OPPORTUNITY C. Our denuded clay hills and the roads below them need protection from future Cyclone Gabrielle-type deluges and consequent massive erosion and road destruction.

Permaforestry would collect carbon credits, be open enough to enable grazing to continue, and would include slower-growing species with valuable timber, species apart from manuka with flowers that produced honey flavoured for Ruapehu’s mead industry, plus interesting deciduous trees that would make the forests a tourist attraction, with  more paths for hikers and bikers.

Perma-foresters would help grow seedings, then plant, protect and prune a variety of trees, and maintain pathways.

14. Wind-generated hydrogen
                            for H2-diesel engines.

OPPORTUNITY D. Wind-turbine electricity-generation fields have been proposed on ridges east of Waiouru and south of Raetihi, but building power lines for very high voltage electricity from remote turbines to the national grid is very, very expensive, ($1 million/km) and power is not always needed when the wind is blowing.
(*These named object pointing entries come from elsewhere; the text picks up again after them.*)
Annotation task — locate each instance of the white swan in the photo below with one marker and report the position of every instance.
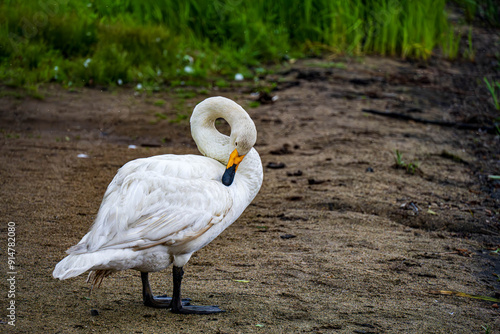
(158, 211)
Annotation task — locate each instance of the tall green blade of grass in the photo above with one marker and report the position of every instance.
(110, 41)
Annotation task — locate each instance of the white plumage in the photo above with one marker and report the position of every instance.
(158, 211)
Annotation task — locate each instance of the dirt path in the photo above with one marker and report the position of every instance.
(338, 240)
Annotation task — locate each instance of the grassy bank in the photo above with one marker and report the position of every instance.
(153, 42)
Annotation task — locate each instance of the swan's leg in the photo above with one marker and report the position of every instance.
(156, 301)
(178, 307)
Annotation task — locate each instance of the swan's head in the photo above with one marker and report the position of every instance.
(241, 141)
(213, 144)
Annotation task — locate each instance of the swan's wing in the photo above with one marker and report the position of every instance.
(160, 200)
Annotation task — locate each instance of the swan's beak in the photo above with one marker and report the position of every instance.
(232, 166)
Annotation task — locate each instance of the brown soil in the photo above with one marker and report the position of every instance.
(338, 240)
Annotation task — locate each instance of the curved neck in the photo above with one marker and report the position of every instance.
(209, 140)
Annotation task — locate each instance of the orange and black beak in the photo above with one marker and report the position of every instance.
(232, 166)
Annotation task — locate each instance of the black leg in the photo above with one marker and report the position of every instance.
(178, 307)
(155, 301)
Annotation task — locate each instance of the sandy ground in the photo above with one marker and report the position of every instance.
(338, 239)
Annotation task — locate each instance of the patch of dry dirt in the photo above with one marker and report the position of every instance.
(338, 240)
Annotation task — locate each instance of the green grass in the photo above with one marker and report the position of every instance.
(494, 90)
(157, 42)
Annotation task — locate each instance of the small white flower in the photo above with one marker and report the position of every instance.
(188, 58)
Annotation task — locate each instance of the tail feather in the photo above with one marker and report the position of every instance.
(74, 265)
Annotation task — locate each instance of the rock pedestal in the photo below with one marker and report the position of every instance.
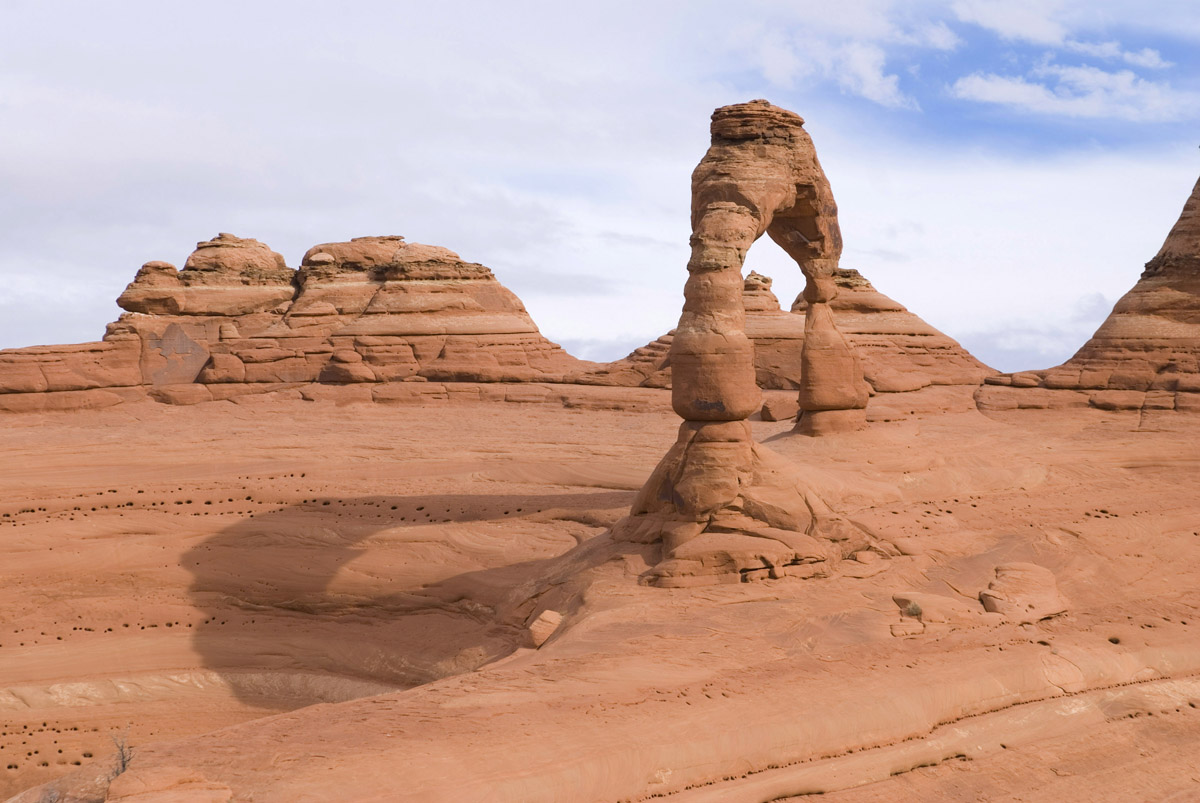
(1145, 355)
(725, 508)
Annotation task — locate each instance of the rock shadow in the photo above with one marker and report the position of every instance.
(337, 598)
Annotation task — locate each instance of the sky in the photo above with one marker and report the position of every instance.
(1002, 168)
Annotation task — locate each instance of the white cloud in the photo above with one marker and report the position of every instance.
(1032, 21)
(1111, 51)
(859, 69)
(1081, 93)
(523, 136)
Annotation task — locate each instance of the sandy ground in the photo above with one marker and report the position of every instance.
(286, 600)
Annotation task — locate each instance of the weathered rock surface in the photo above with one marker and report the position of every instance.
(237, 319)
(898, 351)
(723, 507)
(1023, 592)
(1145, 355)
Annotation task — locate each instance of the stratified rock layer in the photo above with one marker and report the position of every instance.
(237, 321)
(898, 351)
(1145, 355)
(721, 507)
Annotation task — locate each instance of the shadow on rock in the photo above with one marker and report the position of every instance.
(340, 598)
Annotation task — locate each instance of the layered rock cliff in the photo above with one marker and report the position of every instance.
(238, 321)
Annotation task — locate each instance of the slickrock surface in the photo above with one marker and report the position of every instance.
(399, 551)
(1145, 355)
(898, 351)
(237, 321)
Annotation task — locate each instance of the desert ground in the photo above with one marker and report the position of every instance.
(275, 599)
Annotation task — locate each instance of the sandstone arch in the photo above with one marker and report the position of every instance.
(723, 507)
(761, 175)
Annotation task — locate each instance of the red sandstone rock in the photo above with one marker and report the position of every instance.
(1150, 341)
(372, 310)
(724, 508)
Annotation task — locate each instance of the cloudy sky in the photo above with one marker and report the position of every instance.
(1003, 168)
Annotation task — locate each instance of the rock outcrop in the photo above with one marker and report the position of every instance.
(723, 507)
(238, 321)
(1145, 355)
(899, 352)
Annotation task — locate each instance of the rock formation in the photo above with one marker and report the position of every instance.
(238, 321)
(1145, 355)
(761, 175)
(724, 507)
(899, 352)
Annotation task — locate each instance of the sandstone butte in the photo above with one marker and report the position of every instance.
(545, 580)
(1145, 355)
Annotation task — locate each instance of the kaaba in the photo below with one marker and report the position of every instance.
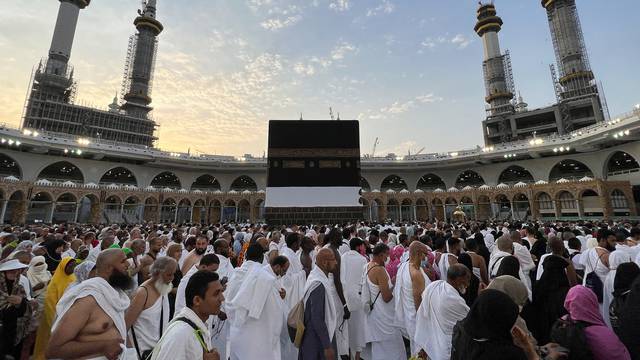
(313, 172)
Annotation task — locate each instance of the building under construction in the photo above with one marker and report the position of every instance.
(578, 100)
(51, 104)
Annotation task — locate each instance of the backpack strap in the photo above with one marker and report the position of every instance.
(197, 331)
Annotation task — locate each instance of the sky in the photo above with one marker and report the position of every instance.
(409, 70)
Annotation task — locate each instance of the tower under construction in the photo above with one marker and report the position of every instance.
(578, 99)
(50, 105)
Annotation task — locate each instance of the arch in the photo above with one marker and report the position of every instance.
(88, 209)
(66, 198)
(621, 162)
(61, 171)
(469, 178)
(259, 209)
(430, 182)
(244, 182)
(9, 167)
(15, 208)
(206, 182)
(393, 182)
(521, 207)
(244, 211)
(119, 176)
(65, 208)
(364, 184)
(393, 209)
(166, 179)
(40, 208)
(590, 204)
(619, 201)
(514, 174)
(483, 209)
(567, 202)
(151, 209)
(569, 169)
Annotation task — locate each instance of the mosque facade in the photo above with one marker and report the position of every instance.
(72, 163)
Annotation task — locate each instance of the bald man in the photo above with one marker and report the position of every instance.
(411, 280)
(320, 319)
(91, 315)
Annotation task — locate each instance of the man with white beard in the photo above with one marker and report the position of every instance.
(221, 248)
(441, 308)
(353, 265)
(257, 313)
(148, 314)
(293, 283)
(411, 280)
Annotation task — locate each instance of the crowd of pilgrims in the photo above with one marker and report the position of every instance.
(429, 290)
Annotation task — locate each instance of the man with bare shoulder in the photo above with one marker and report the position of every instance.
(91, 321)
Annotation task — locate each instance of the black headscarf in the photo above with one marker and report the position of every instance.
(625, 275)
(52, 258)
(486, 331)
(629, 320)
(509, 266)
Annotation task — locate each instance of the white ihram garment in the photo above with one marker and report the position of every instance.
(113, 302)
(258, 315)
(405, 308)
(441, 308)
(352, 268)
(385, 337)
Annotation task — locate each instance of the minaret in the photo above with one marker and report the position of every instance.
(141, 61)
(571, 55)
(497, 67)
(55, 77)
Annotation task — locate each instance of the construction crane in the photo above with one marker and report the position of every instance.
(375, 144)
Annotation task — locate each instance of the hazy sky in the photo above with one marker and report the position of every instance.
(409, 70)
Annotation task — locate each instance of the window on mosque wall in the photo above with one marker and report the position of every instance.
(619, 200)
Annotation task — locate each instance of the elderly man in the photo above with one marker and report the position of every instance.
(319, 311)
(441, 308)
(411, 281)
(106, 243)
(353, 265)
(258, 312)
(148, 314)
(381, 331)
(90, 320)
(196, 254)
(188, 335)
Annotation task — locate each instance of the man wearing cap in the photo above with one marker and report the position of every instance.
(15, 310)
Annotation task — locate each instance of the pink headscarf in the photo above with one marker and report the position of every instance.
(582, 305)
(394, 261)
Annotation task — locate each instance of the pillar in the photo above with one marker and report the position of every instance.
(3, 211)
(75, 214)
(49, 218)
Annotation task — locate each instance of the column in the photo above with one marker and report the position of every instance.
(580, 212)
(3, 211)
(75, 215)
(50, 215)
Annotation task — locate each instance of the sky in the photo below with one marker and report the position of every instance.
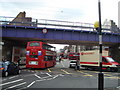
(85, 11)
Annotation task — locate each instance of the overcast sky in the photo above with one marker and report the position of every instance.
(68, 10)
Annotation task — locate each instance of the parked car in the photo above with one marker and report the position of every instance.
(9, 68)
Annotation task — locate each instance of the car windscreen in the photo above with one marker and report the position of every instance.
(110, 59)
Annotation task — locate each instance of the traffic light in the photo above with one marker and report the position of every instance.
(96, 25)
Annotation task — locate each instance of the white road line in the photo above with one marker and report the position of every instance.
(11, 82)
(31, 84)
(118, 87)
(37, 76)
(16, 85)
(13, 77)
(48, 74)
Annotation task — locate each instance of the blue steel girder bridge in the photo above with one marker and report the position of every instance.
(58, 32)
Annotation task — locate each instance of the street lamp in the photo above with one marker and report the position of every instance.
(100, 74)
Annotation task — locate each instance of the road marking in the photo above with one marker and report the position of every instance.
(48, 74)
(31, 84)
(118, 87)
(107, 74)
(16, 85)
(13, 77)
(65, 71)
(86, 74)
(11, 82)
(37, 76)
(49, 70)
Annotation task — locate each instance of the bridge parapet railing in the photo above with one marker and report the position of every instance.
(54, 24)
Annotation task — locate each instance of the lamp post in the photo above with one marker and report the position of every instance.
(100, 74)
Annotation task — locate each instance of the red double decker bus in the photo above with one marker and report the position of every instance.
(40, 55)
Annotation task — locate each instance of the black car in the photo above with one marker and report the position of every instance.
(9, 68)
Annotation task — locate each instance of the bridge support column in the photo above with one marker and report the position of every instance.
(114, 52)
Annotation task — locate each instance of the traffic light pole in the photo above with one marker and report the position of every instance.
(100, 75)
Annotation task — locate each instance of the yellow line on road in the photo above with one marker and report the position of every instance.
(49, 70)
(86, 74)
(65, 71)
(113, 77)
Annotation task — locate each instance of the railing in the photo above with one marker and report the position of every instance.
(53, 24)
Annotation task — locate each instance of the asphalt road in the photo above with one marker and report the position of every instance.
(60, 76)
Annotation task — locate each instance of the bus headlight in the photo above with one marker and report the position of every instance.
(113, 65)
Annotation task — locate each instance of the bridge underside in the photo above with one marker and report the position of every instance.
(57, 36)
(23, 41)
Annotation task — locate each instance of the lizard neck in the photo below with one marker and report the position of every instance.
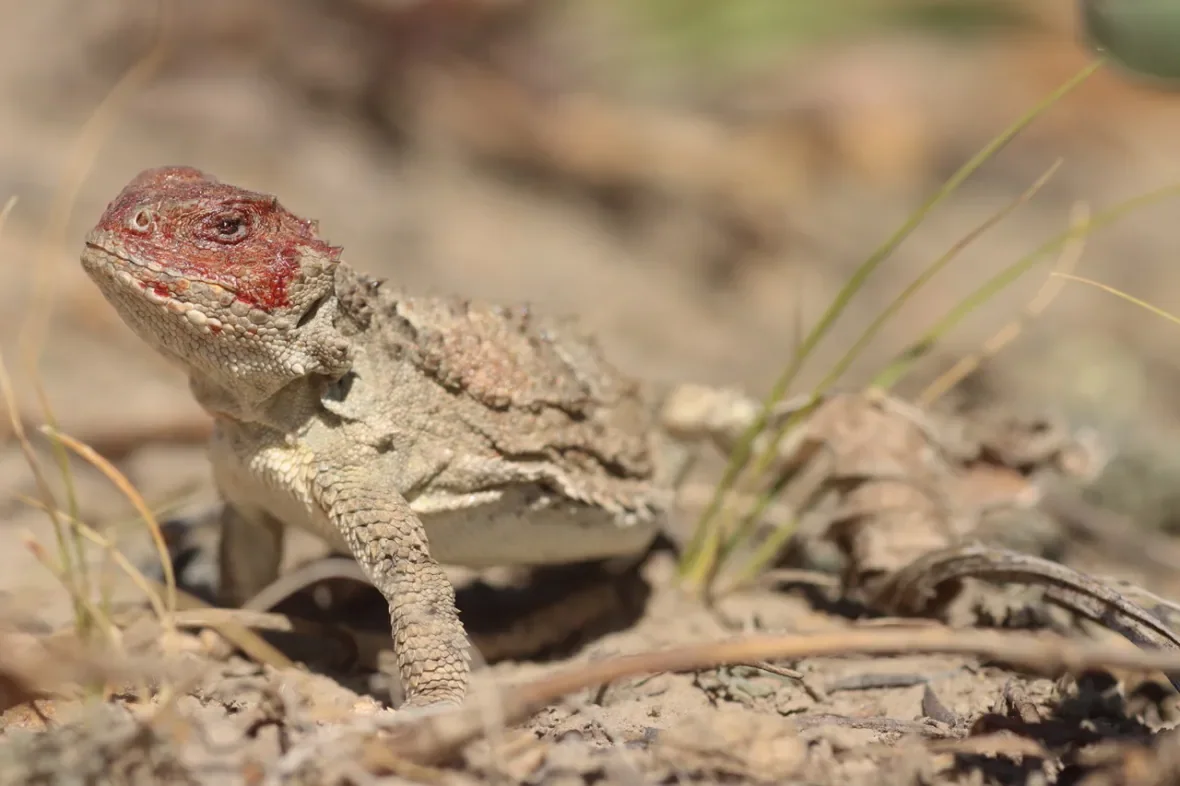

OPPORTUNITY E. Diesel-powered vehicles are essential here for skifield grooming, cultivating and harvesting vegetables and timber, for transporting vegetables, animals and timber, for generating emergency electricity, for maintaining roads, and for buses. But fossil diesel must be expensively imported, and its CO2 harms our climate. Throwing away diesel engines and replacing them with electric motors and lithium batteries is not practical, nor is it financially feasible.

Most of the diesel engines already in the Ruapehu district can be converted to burn 9/10ths hydrogen. A mixture of air and hydrogen is drawn into a cylinder, heated by compressing it, then ignited by injecting 1/10th the usual quantity of fossil fuel. Details.

Wind turbines can convert the energy in our winds to electrical electricity that can be run through water (H20) to transfer that energy to hydrogen (H2). The hydrogen energy can be piped to refueling stations much more cheaply than high voltage electric energy. And unlike electric energy, it can be cheaply stored until needed.

As well as supplying local vehicles, the thousand or so H2-fuelled diesel-engined SUVs, trucks and locomotives that pass through the district each day could be refueled.

This industry could start off small as specialist engineers, tradies and managers gain experience. It could then employ increasing numbers of workers and bring large amounts of money into the area.

14. An Internet Technology centre here.

OPPORTUNITY F. There is a very thick fibre optical cable running alongside the NIMT railway line. And people developing electronic technology like to get away from cities and out in the open air to clear their minds.


A PROBLEM

                "We don't want circuses on our skifield."
I have found that some of the district's older voters, and the old leaders they elect, are emotionally wedded/welded to their sheep-skis-and-veges status quo, and are incapable of imagining, organizing, fund-raising and instituting radical new income streams that would be lifelines for their children's generation.

I foresee very few of the above suggestions being implemented, except some more bike trails, and by 2034 hundreds of mill, skifield, shop and school personnel will have moved away from the district, dozens of empty houses and shops will been put up for sale at rock-bottom prices,with the cheap houses being bought by retired couples who like e-biking and spending as little money as possible.